Par M. le D’ Jean VINCH0N (Paris).

La suggestion fournit une explication facile, dès qu’il s’agit d’une guérison obtenue en dehors des voies coutumières. Mais pour beaucoup ce n’est là qu’un mot, une des multiples formules dont se satisfait l’esprit humain dans une époque peu propice à la réflexion. Définir la suggestion, essayer d’en connaître le mécanisme, ces besognes là semblent réservées au psychologue. Il y a pourtant intérêt pour le public à bien connaître la suggestion car, même à propos des guérisseurs. nous apprendrons qu’elle dépasse le cadre des choses de la médecine et qu’elle est intimement liée à la vie moderne.

Si le public invoque facilement la suggestion à propos de telles guérisons, le guérisseur, lui, la nie d’ordinaire. Il voit dans ses succès auprès des malades ou il prétend voir l’action de forces surhumaines. Tantôt c’est le fluide, hypothèse transformée en certitude par les magnétiseurs tantôt ce sont les esprits, Dieu même, que les thaumaturges font intervenir. D’autres, surtout les guérisseurs de la campagne, emploient des drogues suivant des traditions conservées dans les vieux recueils de secrets. Nous ne nierons pas l’intérêt du traitement par les simples, bien connues de certains sorciers. Mais la suggestion renforce certainement leur action et en dernière analyse les uns et les autres utilisent également la meilleure arme de leur arsenal, l’appel au goût du mystère, aussi bien dans les époques incrédules que dans les siècles de foi. Un grand nombre de ces thaumaturges se proclament médiums, intermédiaires entre les forces occultes et l’humanité souffrante qui réclame pour elle leurs actions bienfaisantes.

L’emploi de tout ce mystère laisse le médecin sceptique. C’est qu’il connaît bien les clients du guérisseur. Ce sont les siens. Ils quittent son cabinet pour l’officine secrète du marchand d’espoir, puis lui reviennent, s’ils sont déçus. Dans la pratique le guérisseur fait un tort relatif au médecin.

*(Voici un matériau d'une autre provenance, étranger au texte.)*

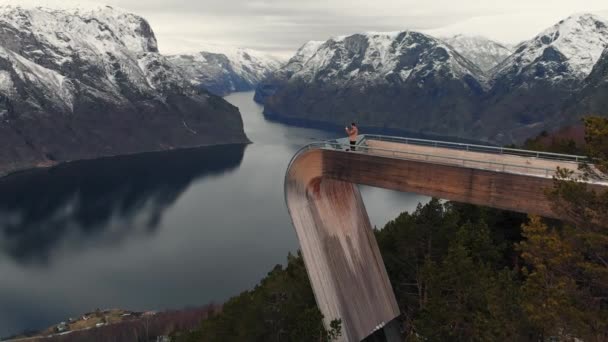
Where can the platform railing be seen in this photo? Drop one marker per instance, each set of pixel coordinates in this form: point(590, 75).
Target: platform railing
point(362, 147)
point(476, 148)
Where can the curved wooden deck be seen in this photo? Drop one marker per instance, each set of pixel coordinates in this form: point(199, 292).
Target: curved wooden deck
point(339, 249)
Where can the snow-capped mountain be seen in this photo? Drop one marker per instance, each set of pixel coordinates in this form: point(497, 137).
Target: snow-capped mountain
point(267, 86)
point(397, 80)
point(483, 52)
point(529, 89)
point(593, 98)
point(567, 50)
point(226, 70)
point(85, 83)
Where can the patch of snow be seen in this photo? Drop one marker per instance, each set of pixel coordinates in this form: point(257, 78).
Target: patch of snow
point(580, 38)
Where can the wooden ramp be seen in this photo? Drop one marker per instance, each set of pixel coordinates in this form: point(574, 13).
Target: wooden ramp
point(338, 245)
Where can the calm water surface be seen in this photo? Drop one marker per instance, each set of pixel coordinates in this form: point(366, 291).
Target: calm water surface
point(154, 231)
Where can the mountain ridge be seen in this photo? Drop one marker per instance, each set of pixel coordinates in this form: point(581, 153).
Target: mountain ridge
point(518, 98)
point(82, 84)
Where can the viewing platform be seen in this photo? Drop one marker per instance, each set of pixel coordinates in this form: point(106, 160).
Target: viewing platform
point(337, 241)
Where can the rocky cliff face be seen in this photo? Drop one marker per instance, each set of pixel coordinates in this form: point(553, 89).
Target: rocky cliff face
point(78, 84)
point(530, 88)
point(399, 80)
point(483, 52)
point(413, 82)
point(226, 70)
point(593, 98)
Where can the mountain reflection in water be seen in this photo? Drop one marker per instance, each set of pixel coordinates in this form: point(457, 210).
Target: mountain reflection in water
point(100, 201)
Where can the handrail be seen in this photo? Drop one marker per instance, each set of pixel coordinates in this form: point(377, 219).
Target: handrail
point(503, 167)
point(477, 148)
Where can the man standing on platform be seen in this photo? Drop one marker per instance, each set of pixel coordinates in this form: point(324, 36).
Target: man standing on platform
point(352, 132)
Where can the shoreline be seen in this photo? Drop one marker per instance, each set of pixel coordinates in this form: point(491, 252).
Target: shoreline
point(4, 175)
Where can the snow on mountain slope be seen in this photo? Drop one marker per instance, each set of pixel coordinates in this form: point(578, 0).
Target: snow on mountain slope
point(567, 50)
point(531, 88)
point(483, 52)
point(399, 80)
point(301, 57)
point(99, 48)
point(384, 57)
point(224, 70)
point(89, 82)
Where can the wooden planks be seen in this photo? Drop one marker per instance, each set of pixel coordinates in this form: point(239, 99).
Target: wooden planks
point(339, 249)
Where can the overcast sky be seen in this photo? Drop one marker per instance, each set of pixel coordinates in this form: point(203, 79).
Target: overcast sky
point(281, 26)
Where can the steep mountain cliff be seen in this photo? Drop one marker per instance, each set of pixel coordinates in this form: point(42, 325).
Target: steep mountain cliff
point(78, 84)
point(225, 70)
point(403, 80)
point(593, 98)
point(483, 52)
point(416, 83)
point(529, 89)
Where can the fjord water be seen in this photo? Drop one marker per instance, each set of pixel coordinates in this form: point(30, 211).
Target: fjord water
point(154, 231)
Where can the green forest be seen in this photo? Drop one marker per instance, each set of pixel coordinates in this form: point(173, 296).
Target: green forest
point(463, 272)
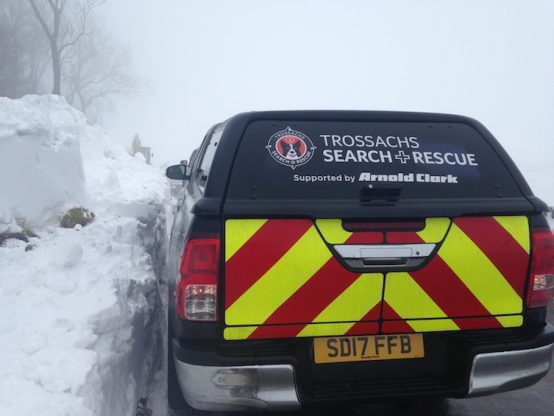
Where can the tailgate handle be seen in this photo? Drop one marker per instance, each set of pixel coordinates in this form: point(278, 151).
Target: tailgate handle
point(384, 261)
point(384, 256)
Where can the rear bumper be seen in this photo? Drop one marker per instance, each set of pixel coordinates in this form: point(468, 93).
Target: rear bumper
point(508, 370)
point(281, 375)
point(265, 387)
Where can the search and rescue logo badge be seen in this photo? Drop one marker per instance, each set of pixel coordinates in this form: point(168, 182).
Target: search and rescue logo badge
point(290, 148)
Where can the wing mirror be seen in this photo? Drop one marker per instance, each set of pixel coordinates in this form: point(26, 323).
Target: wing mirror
point(179, 172)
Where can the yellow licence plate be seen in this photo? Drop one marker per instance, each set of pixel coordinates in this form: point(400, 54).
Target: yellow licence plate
point(368, 347)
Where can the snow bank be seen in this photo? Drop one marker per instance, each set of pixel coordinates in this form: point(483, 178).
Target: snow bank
point(80, 329)
point(40, 162)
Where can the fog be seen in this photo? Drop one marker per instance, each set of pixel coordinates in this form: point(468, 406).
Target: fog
point(203, 61)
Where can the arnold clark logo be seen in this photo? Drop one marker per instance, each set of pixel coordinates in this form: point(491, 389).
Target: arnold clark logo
point(290, 148)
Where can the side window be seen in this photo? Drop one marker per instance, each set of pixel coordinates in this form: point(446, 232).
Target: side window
point(203, 171)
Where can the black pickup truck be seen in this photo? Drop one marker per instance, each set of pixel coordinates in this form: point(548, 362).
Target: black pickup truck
point(328, 256)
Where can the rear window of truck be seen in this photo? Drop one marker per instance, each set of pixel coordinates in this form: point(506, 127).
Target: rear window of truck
point(334, 160)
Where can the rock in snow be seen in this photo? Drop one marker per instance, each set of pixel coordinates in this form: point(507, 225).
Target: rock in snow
point(80, 312)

Une objection se présente immédiatement à l’esprit critique. Parmi ces malades, il y a un grand nombre de sujets nerveux. Chez eux le rôle de la suggestion est indiscutable. Mais quels seront ses effets chez d’autres sujets, entr’autres les tuberculeux, les porteurs d’eczémas ou d’ulcères variqueux, les femmes atteintes d’affections gynécologiques [p. 50] les cancéreux enfin ? Les guérisseurs prétendent guérir tous ces cas. Disposent-ils alors d’un pouvoir, d’un don comme ils le prétendent ? Pour répondre à cette objection, il faut abandonner la conception d’une médecine spécialisée qui traite certaines fonctions de l’organisme humain sans s’occuper des autres. Cette conception moderne est artificielle. Le bon thérapeute, même s’il est spécialiste, n’oubliera ni le poumon, ni le cœur, ni le foie, ni les reins. Il pensera toujours aux interréactions entre ces organes et le psychisme, s’il est psychiâtre. Il saura qu’une émotion pourra provoquer une jaunisse, des troubles du rythme du pouls, des modifications respiratoires. Et inversement, il se rappellera qu’une maladie du foie, du cœur, des poumons retentit sur la sensibilité. Pour lui les nerfs, le cerveau et l’intelligence demeurent à leur véritable place, commandant les organes, ou, dans les heures troubles de la maladie, commandés par eux. Ainsi les maladies organiques sont rattachées au système nerveux et au psychisme et il devient moins surprenant que le guérisseur puisse agir sur elles.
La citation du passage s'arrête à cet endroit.